About the Role :

We're looking for a highly skilled and experienced Senior DevOps/SRE Engineer to join our team.

In this role, you'll be responsible for building and maintaining the infrastructure that powers our large-scale, high-availability systems.

You'll work on everything from CI/CD pipelines to geo-redundant deployments, ensuring our platform is scalable, reliable, and performant.

This is a critical position for someone who thrives on solving complex, production-grade challenges and has a passion for automation and operational excellence.

Key Responsibilities :

- Design, implement, and maintain CI/CD pipelines for global, multi-region deployments.

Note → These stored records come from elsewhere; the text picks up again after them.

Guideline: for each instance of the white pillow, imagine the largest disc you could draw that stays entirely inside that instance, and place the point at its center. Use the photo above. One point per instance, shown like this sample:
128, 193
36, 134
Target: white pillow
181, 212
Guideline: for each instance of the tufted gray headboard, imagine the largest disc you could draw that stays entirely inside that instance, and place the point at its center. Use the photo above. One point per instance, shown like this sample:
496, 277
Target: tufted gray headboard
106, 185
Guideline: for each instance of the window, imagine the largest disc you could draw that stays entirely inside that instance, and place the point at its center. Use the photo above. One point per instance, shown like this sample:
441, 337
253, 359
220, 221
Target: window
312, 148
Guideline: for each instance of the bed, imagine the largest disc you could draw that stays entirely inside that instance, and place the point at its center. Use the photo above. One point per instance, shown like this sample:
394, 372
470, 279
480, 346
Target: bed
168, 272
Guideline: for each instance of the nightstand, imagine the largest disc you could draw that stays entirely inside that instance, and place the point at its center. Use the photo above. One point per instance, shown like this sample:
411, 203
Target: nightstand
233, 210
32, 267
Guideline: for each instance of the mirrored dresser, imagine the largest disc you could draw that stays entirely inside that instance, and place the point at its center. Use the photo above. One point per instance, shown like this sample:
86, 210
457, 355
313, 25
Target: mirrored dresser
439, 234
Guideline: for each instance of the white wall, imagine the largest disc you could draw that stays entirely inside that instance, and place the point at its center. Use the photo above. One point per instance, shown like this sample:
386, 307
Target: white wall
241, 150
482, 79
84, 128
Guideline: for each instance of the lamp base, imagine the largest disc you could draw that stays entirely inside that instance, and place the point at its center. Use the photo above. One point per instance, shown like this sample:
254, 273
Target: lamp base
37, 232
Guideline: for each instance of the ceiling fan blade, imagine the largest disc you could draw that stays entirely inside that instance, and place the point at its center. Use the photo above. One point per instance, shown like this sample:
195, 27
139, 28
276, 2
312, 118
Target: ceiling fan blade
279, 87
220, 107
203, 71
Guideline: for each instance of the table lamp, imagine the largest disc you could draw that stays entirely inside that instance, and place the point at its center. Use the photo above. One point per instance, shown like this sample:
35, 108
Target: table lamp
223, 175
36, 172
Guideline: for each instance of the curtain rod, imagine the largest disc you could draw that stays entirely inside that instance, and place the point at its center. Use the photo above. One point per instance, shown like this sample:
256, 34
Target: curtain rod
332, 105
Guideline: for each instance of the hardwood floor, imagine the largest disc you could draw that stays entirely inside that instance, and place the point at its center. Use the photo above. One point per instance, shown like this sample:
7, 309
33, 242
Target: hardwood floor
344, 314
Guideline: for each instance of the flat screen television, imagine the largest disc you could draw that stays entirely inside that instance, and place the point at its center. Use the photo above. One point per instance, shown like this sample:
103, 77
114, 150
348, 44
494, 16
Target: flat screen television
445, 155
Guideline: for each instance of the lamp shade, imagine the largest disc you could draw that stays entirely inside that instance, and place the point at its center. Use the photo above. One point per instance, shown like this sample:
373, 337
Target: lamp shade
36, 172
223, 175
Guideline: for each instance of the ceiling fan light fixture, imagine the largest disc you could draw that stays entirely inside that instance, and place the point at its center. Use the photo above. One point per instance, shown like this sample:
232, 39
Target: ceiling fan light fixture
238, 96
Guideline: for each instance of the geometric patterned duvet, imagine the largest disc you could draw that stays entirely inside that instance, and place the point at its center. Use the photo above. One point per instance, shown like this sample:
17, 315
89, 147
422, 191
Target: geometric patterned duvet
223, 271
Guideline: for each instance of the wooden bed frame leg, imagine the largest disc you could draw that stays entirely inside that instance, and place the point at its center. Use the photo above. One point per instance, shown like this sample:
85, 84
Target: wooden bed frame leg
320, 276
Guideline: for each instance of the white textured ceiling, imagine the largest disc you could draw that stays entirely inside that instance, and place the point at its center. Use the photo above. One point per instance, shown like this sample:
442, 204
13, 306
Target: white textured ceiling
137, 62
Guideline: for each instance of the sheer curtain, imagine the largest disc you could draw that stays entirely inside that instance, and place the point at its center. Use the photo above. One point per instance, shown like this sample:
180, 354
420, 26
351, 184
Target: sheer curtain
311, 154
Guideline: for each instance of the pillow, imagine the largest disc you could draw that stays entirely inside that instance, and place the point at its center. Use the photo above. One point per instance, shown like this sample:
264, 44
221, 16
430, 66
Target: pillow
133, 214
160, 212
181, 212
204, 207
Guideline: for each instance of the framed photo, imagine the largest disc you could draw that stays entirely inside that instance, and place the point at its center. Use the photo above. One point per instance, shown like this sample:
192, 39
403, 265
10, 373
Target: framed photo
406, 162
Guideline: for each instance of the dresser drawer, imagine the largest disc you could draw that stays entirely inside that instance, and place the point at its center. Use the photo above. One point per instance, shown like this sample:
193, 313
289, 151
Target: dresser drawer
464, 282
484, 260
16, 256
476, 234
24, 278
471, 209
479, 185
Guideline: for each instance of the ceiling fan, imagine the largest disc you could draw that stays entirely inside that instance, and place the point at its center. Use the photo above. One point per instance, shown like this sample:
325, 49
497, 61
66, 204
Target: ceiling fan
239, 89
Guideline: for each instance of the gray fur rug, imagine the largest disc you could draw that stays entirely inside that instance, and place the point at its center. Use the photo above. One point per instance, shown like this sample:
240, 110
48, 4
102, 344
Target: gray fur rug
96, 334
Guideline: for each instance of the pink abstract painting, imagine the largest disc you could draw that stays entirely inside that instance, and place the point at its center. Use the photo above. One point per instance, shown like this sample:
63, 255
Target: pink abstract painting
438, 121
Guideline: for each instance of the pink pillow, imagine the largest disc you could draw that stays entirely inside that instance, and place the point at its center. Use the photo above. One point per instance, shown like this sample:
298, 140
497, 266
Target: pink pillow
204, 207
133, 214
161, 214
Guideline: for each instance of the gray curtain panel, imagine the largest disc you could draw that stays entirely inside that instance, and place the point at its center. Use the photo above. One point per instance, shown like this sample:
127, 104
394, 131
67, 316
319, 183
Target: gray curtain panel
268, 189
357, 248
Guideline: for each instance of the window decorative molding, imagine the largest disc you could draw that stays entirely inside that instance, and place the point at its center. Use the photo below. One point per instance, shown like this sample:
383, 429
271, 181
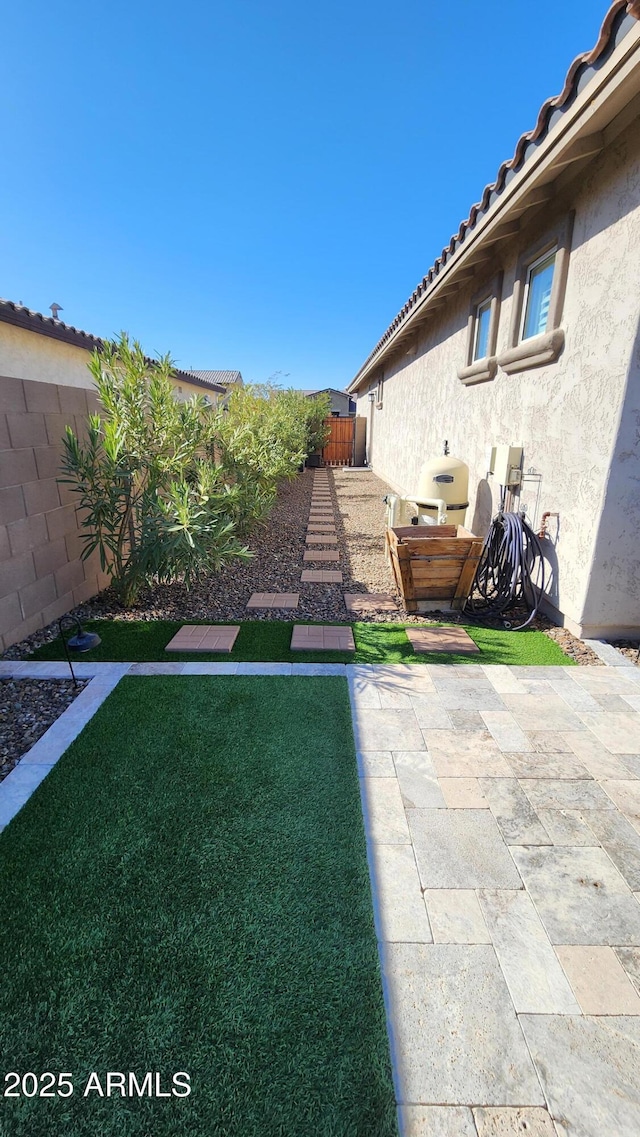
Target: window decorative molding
482, 334
535, 337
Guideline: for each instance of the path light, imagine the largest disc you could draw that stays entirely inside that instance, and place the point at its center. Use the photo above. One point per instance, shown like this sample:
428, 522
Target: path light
82, 640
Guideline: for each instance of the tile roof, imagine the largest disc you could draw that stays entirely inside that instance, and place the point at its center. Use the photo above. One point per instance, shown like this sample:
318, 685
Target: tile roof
16, 314
617, 22
46, 325
224, 378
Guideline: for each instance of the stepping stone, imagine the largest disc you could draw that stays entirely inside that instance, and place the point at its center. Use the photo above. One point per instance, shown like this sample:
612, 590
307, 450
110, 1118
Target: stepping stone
322, 638
368, 602
273, 600
440, 639
322, 577
204, 638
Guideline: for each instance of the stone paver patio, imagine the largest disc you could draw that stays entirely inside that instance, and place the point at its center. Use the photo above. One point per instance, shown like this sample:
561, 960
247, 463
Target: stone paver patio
503, 823
501, 818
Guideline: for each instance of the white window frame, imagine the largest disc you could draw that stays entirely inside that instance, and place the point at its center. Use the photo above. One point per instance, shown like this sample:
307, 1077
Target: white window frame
481, 306
482, 368
531, 268
543, 347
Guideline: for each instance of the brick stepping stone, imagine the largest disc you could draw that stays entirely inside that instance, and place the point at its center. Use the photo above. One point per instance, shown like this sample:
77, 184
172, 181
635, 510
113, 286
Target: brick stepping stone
321, 555
370, 602
322, 638
204, 638
321, 577
273, 600
440, 639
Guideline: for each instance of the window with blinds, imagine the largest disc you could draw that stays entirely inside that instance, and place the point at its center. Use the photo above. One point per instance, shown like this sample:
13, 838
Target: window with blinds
538, 295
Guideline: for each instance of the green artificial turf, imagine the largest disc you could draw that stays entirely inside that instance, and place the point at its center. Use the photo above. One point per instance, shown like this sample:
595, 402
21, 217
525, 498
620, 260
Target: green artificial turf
188, 890
267, 641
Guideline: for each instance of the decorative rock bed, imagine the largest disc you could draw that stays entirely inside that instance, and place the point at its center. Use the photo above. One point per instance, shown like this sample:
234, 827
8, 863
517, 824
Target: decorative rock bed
279, 565
27, 708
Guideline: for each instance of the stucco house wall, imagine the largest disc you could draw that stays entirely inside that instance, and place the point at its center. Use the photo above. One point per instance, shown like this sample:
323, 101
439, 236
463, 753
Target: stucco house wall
578, 418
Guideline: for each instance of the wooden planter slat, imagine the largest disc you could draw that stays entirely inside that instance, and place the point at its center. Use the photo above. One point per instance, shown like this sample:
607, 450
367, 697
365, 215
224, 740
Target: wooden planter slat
439, 565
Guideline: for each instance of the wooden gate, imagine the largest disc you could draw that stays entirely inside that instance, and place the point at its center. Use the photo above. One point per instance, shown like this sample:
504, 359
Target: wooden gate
339, 448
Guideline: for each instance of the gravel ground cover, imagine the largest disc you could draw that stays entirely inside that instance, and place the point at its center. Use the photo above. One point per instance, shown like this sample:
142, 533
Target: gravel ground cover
27, 708
276, 566
630, 649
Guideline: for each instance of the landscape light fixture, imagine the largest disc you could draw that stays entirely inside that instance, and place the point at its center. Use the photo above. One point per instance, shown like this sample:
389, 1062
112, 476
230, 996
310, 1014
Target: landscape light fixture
81, 641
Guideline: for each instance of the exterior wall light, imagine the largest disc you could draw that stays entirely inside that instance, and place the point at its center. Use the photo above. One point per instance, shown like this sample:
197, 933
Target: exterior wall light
81, 641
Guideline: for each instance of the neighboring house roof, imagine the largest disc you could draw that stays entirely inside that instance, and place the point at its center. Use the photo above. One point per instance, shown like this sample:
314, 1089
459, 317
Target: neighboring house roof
46, 325
620, 19
325, 390
213, 378
57, 330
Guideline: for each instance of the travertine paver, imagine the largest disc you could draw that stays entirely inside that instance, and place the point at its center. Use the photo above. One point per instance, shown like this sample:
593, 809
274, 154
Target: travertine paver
535, 979
437, 1121
322, 638
457, 1035
441, 639
460, 848
273, 600
322, 577
518, 755
204, 638
321, 555
456, 916
580, 895
368, 602
598, 980
588, 1067
508, 1122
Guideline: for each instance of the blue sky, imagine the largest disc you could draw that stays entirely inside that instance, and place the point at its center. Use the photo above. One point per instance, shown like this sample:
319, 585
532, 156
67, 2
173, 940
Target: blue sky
258, 185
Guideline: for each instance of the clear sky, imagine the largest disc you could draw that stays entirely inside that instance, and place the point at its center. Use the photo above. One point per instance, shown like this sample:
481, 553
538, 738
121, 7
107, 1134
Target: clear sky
252, 184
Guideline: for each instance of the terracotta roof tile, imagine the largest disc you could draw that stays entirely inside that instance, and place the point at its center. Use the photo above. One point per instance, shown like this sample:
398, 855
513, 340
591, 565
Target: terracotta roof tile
614, 27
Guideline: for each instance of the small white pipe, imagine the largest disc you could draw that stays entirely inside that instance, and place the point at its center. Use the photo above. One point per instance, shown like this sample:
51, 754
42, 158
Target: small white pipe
432, 504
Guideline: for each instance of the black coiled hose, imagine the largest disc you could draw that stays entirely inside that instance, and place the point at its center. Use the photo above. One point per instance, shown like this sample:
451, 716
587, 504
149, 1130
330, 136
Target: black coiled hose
510, 573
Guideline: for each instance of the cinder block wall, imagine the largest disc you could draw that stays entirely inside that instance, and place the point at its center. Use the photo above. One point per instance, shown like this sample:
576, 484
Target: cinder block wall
41, 573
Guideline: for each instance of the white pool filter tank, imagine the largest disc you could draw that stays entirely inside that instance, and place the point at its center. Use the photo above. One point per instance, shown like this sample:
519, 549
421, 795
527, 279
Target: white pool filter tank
442, 490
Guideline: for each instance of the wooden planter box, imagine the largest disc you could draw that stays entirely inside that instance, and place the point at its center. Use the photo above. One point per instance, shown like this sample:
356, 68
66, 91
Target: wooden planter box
433, 563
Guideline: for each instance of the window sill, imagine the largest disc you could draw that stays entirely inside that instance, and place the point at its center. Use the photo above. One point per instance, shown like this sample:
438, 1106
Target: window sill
479, 372
533, 353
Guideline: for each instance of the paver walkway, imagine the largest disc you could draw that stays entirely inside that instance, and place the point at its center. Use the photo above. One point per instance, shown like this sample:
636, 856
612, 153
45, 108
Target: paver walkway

- Administer and manage our Kubernetes clusters, including multi-region deployments and scaling strategies to handle high queries per second (QPS).

- Develop and manage Infrastructure as Code (IaC) using tools like Terraform or CloudFormation.

- Manage and optimize our cloud infrastructure on platforms like AWS, GCP, or Azure, with a focus on geo-redundant architecture.

- Proactively monitor, troubleshoot, and resolve issues in large-scale distributed systems.

- Collaborate with development teams to improve application performance, scalability, and reliability.

- Mentor junior team members and provide technical leadership on complex projects.

- Ensure system security, compliance, and best practices are followed.

Required Qualifications :

- 6 to 10 years of professional experience in a DevOps, SRE, or similar role, with a focus on managing large-scale, high-availability systems.

- Proven, hands-on expertise in Kubernetes administration, including scaling for high QPS and managing multi-region deployments.

- Deep experience with IaC tools, specifically Terraform or CloudFormation.

- Strong background in building and maintaining CI/CD pipelines for complex, multi-region environments.

- Proficiency with cloud platforms such as AWS, GCP, or Azure and a solid understanding of geo-redundant architecture.

- Strong knowledge of Linux and expertise in scripting languages like Bash and Python.

- Extensive experience with troubleshooting and debugging production issues in large-scale distributed systems.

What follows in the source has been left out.